Supposedly there was a diary written by a woman named "Perpetua" just before she was killed in the arenas for her faith.

Another similar account is concerning Felicity.

Did these women actually write down anything authentic, and if so, where are their writings found?

I've found plenty of commentaries and history accounts, but no actual writing from them.

Do they have written accounts and where can they be found?

Such a thing would show the mind of a Christian during that time. Their views, thoughts, motives, etc, possibly distinct from modern Christians.

  • Check the Wikipedia article . Here's an English translation earlychurchtexts.com/public/passion_of_perpetua.htm Jul 5, 2015 at 0:45
  • -1 Do you know how many people in history have had those names? Give us some kind of link or reference to the ones you're asking about.
    – curiousdannii
    Jul 8, 2015 at 7:56
  • Sorry. One girl was named Perpetua and the other Felicity. Hopefully that clears things up a bit.
    – user9485
    Jul 8, 2015 at 8:09

1 Answer 1


This site provides a copy of the purported prison diary written by Saint Perpetua, written around 203 CE. The diary forms part of the non-canonical Acts of Perpetua and Felicitas, also known as The Passion of St. Perpetua, St. Felicitas, and their Companions. It is a beautifully crafted story and many believe Perpetua and Felicity really existed and that Perpetua's diary is authentic, although it has been edited. Assuming its authenticity, Perpetua's original diary no longer exists.
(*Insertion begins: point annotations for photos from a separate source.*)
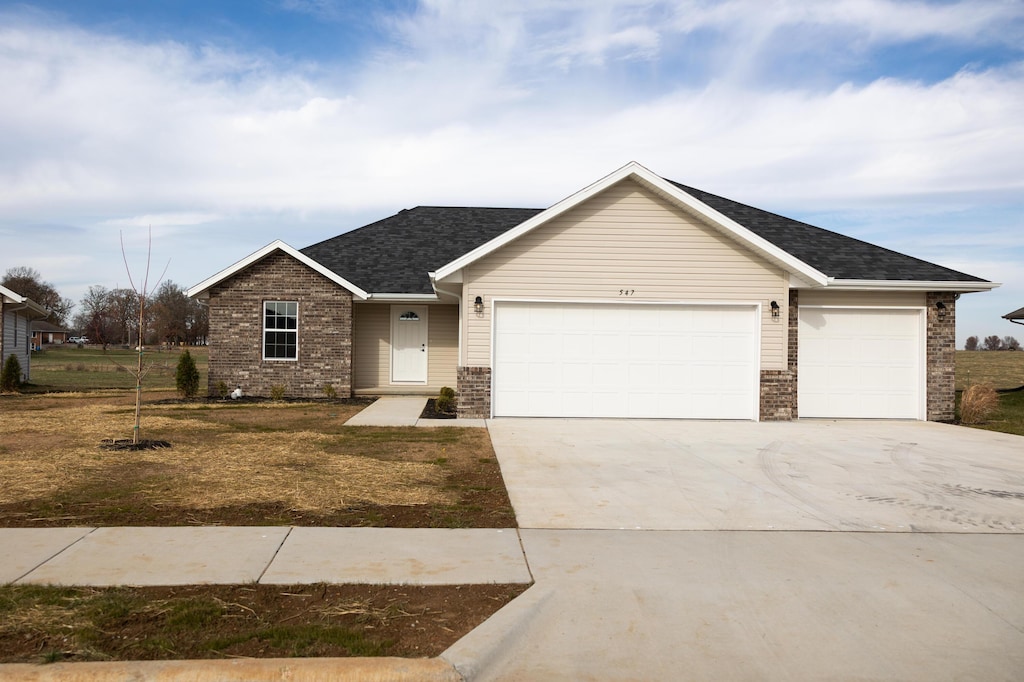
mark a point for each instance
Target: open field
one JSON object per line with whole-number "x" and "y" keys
{"x": 238, "y": 464}
{"x": 1001, "y": 369}
{"x": 68, "y": 368}
{"x": 1005, "y": 371}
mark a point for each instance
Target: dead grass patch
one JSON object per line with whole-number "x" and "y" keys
{"x": 978, "y": 403}
{"x": 286, "y": 462}
{"x": 42, "y": 624}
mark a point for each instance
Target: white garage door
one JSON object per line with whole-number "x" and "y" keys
{"x": 860, "y": 364}
{"x": 557, "y": 359}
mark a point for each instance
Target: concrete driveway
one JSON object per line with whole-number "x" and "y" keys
{"x": 805, "y": 475}
{"x": 759, "y": 566}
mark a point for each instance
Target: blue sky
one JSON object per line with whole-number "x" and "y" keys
{"x": 226, "y": 125}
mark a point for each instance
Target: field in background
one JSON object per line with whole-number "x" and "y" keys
{"x": 68, "y": 368}
{"x": 1001, "y": 369}
{"x": 1005, "y": 371}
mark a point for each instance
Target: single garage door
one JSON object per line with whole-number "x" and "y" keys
{"x": 857, "y": 363}
{"x": 680, "y": 361}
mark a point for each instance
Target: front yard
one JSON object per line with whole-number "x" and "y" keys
{"x": 238, "y": 464}
{"x": 1005, "y": 372}
{"x": 241, "y": 463}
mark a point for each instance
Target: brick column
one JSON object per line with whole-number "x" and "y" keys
{"x": 778, "y": 387}
{"x": 473, "y": 392}
{"x": 941, "y": 355}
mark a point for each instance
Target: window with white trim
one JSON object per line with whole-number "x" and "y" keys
{"x": 281, "y": 330}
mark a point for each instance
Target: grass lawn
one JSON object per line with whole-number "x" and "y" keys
{"x": 1005, "y": 371}
{"x": 69, "y": 624}
{"x": 238, "y": 464}
{"x": 230, "y": 463}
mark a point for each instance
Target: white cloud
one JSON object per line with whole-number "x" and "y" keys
{"x": 163, "y": 220}
{"x": 495, "y": 103}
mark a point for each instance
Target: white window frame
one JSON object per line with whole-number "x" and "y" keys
{"x": 280, "y": 330}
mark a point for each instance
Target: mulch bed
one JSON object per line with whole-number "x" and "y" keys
{"x": 431, "y": 412}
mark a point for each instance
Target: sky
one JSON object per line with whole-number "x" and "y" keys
{"x": 211, "y": 128}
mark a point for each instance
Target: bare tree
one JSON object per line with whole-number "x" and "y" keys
{"x": 28, "y": 282}
{"x": 141, "y": 370}
{"x": 170, "y": 313}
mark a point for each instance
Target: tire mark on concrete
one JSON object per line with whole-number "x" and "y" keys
{"x": 768, "y": 462}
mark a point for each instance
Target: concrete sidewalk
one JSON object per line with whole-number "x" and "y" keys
{"x": 755, "y": 605}
{"x": 275, "y": 555}
{"x": 404, "y": 411}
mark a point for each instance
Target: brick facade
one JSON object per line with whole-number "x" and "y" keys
{"x": 325, "y": 331}
{"x": 474, "y": 392}
{"x": 778, "y": 387}
{"x": 941, "y": 352}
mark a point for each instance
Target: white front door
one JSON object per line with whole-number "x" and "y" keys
{"x": 409, "y": 344}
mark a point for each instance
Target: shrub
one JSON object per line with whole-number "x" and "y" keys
{"x": 186, "y": 376}
{"x": 10, "y": 376}
{"x": 978, "y": 403}
{"x": 445, "y": 399}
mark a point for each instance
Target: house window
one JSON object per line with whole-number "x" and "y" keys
{"x": 281, "y": 335}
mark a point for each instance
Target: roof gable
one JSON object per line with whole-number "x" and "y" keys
{"x": 251, "y": 259}
{"x": 395, "y": 255}
{"x": 645, "y": 177}
{"x": 815, "y": 255}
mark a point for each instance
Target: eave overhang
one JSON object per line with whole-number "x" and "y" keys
{"x": 24, "y": 302}
{"x": 662, "y": 186}
{"x": 202, "y": 289}
{"x": 900, "y": 285}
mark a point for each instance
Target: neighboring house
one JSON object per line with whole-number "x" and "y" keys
{"x": 634, "y": 297}
{"x": 1017, "y": 316}
{"x": 43, "y": 333}
{"x": 16, "y": 315}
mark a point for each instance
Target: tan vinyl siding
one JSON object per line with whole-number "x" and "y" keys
{"x": 442, "y": 345}
{"x": 861, "y": 298}
{"x": 372, "y": 341}
{"x": 372, "y": 361}
{"x": 627, "y": 238}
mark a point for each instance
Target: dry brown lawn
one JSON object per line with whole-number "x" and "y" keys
{"x": 238, "y": 463}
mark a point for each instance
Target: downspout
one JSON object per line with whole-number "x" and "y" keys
{"x": 458, "y": 297}
{"x": 42, "y": 312}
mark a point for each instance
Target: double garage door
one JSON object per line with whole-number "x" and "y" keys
{"x": 638, "y": 360}
{"x": 699, "y": 361}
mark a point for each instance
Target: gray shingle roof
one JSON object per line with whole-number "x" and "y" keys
{"x": 395, "y": 254}
{"x": 830, "y": 253}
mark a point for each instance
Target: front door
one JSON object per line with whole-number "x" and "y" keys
{"x": 409, "y": 344}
There are two saints known as Felicity. Saint Felicity (Felicitas) is a legendary martyr said to have lived in Rome between about 101 and 165 CE. This information comes from a sixth-century 'Acts', which may have been the first record of St. Felicity, as her name does not appear in the well-known fourth-century Roman calendar. Another legendary Saint Felicity was said to have been a slave of Perpetua, and both died as martyrs in Carthage in 203 CE.

In Ancient Fiction: The Matrix of Early Christian and Jewish Narrative (edited by Brant, Hedrick and Shea), pages 249-250, Dennis R. MacDonald discusses parallels between the the deaths of Perpetua and of Polyxena, which is narrated in Euripides' ancient story of Hecuba. Thomas J. Heffernan, in The Passion of Perpetua and Felicity, page x, acknowledges there is much in the depiction of Perpetua that owes to earlier texts, and that it is purposely intended to parallel the heroism of Perpetua with that of Polyxena, but concludes there is a historical core to the story.